Transmediale Exhibition to Conclude Year-Long Program on Refusal
The year-long edition of transmediale 2021–22 is soon to be concluded with two final events—an exhibition and a symposium. Unfolding with the finale are two new thematic strands relating to refusal as the central interest of the festival’s 34th edition. In addition to the previously examined topics of friction, scale and entanglement, transmediale rounds up its extensive mapping of potentials and limitations of refusal as a collective political strategy against the status quo, by inquiring into its connections to belief and compromise.
While digital technologies proliferate fake news and exacerbate the obscuring of evidence and reasoning, transmediale considers how refusal can take hold in the deeply personal and subjective realm of belief. As a means of upholding values and creating futures, belief is observed not just as something to be disrupted by refusal, but also as the force that can instigate it.
In the process of rejection of old systems and relations, compromise arises as a step towards a restructuring rather than an ending. However, the shared values and obligations that are required can cause tensions and frictions. transmediale then asks—how to negotiate such bad relations? And how to utilize refusal for new configurations and imaginaries of social and political relations?

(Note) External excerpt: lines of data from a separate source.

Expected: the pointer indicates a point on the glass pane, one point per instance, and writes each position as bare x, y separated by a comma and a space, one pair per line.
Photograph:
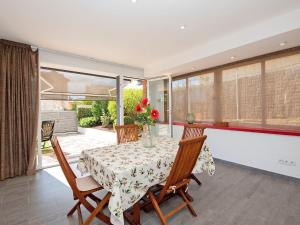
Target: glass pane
283, 91
179, 108
241, 94
159, 99
59, 85
201, 96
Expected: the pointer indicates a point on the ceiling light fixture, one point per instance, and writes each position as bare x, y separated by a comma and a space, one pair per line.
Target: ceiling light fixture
182, 27
283, 43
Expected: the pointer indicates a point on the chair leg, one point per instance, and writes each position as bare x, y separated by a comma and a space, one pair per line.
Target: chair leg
196, 179
79, 214
73, 209
157, 209
189, 197
182, 194
97, 209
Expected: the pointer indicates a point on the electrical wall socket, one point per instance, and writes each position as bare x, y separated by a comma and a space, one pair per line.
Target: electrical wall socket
287, 162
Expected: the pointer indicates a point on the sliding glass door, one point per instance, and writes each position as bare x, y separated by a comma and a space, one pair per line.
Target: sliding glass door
159, 96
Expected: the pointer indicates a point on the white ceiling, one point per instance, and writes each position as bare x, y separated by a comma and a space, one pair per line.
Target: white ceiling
147, 34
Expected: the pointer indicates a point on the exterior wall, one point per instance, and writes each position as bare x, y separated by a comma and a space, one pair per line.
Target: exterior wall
65, 121
261, 151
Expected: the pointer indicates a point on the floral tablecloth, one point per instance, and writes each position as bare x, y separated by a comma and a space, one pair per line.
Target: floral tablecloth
129, 170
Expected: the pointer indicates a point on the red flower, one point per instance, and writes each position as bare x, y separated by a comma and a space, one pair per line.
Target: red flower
154, 114
145, 101
138, 108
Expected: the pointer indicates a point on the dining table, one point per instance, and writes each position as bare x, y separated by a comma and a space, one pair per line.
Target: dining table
128, 170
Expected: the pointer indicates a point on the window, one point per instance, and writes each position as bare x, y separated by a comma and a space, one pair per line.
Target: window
241, 94
201, 96
179, 100
263, 92
159, 98
66, 85
283, 91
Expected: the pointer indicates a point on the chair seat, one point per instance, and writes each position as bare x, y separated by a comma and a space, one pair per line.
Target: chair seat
87, 183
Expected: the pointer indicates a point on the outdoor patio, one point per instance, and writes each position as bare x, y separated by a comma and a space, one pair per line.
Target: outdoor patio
74, 143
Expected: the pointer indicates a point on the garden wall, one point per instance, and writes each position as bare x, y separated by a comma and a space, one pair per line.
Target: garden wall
65, 121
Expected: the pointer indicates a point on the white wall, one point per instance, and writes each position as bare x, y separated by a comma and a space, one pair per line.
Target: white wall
258, 150
71, 62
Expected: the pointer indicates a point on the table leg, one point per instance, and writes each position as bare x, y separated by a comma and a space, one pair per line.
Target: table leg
133, 216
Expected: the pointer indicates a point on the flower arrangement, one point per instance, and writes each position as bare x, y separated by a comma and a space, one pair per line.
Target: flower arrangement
146, 115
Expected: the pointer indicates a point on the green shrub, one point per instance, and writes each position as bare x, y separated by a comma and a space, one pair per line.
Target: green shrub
131, 97
112, 110
128, 120
83, 112
105, 120
89, 122
99, 108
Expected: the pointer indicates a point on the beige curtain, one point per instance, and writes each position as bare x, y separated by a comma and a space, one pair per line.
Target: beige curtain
19, 98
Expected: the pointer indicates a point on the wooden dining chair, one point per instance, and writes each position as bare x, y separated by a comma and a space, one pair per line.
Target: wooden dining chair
127, 133
190, 131
179, 177
82, 188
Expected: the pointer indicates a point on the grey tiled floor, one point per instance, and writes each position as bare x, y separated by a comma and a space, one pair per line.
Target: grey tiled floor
233, 196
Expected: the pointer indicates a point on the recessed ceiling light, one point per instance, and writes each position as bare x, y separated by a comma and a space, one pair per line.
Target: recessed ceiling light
283, 43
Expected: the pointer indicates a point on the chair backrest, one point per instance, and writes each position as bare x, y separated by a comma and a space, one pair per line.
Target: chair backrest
127, 133
185, 161
68, 172
47, 130
192, 130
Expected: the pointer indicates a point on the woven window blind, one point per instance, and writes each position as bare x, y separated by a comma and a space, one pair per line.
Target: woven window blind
201, 96
264, 92
283, 91
179, 100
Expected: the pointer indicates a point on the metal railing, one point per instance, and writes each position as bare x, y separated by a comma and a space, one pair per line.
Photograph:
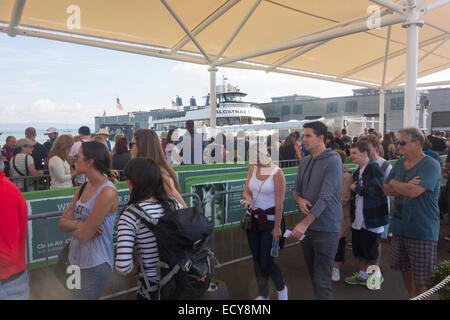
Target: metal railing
39, 182
238, 247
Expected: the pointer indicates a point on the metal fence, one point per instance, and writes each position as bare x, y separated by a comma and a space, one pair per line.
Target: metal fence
32, 183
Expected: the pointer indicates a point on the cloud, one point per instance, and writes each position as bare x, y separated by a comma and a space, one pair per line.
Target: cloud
49, 111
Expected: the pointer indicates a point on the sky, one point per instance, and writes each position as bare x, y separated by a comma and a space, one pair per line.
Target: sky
50, 82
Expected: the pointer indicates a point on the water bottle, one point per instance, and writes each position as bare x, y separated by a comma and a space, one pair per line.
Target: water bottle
275, 248
374, 279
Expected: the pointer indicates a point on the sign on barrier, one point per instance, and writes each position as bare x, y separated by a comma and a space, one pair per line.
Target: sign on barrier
46, 230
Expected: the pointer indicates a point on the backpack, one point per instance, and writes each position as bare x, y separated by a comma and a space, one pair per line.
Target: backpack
182, 237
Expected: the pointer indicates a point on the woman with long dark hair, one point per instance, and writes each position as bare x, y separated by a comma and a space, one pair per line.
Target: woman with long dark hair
121, 154
145, 143
145, 181
59, 168
90, 218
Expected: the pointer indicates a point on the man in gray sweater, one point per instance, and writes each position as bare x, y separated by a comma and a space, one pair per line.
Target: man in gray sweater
318, 188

Under the title ‘abandon all hope ye who enter here’—which takes inspiration from Dante’s ‘Inferno’—transmediale’s group exhibition, curated by Lorena Juan and Nora O Murchú, launches on January 26th at Akademie der Künste and digitally via guided video calls. Through the works of nine artists and collectives—Tianzhuo Chen, Constant Dullaart, Ibiye Camp, Annex, Cihad Caner, Lo-Def Film Factory, The Underground Division, Stine Deja and Alaa Mansour—it is set to display obscured realities and failed promises of our techno-solutionist culture and show what refusal can look like in a computationally altered world. Problematizing our attachment to technology that remains steady even as deteriorating social, economic and environmental conditions eclipse our techno-optimism, the exhibition asks: how can we refuse the technological hellscape of our own making?
The two-day symposium titled ‘This is Not Anarchy, This is Chaos’ further builds on these ideas in a series of live-streamed talks, lectures and films featuring artists, theorists and activists who exercise refusal of technological delusions through their work. Revolving around the festival’s focus on belief and compromise, DAY 1 will draw attention to how desire and fantasy drive computational damage and fracture collective reasoning, followed by examinations of economic values leveraged to generate compromise, scarcity and debt on DAY 2.
With this, transmediale 2021–22 will complete a year of rigorous reckoning with technology’s grip on the world and its possible futures. Together with the diverse program that preceded it, the final exhibition and symposium will offer exciting insights and ideas on the material, technological and cultural aspects of refusal by some of the leading authorities on digital art and culture.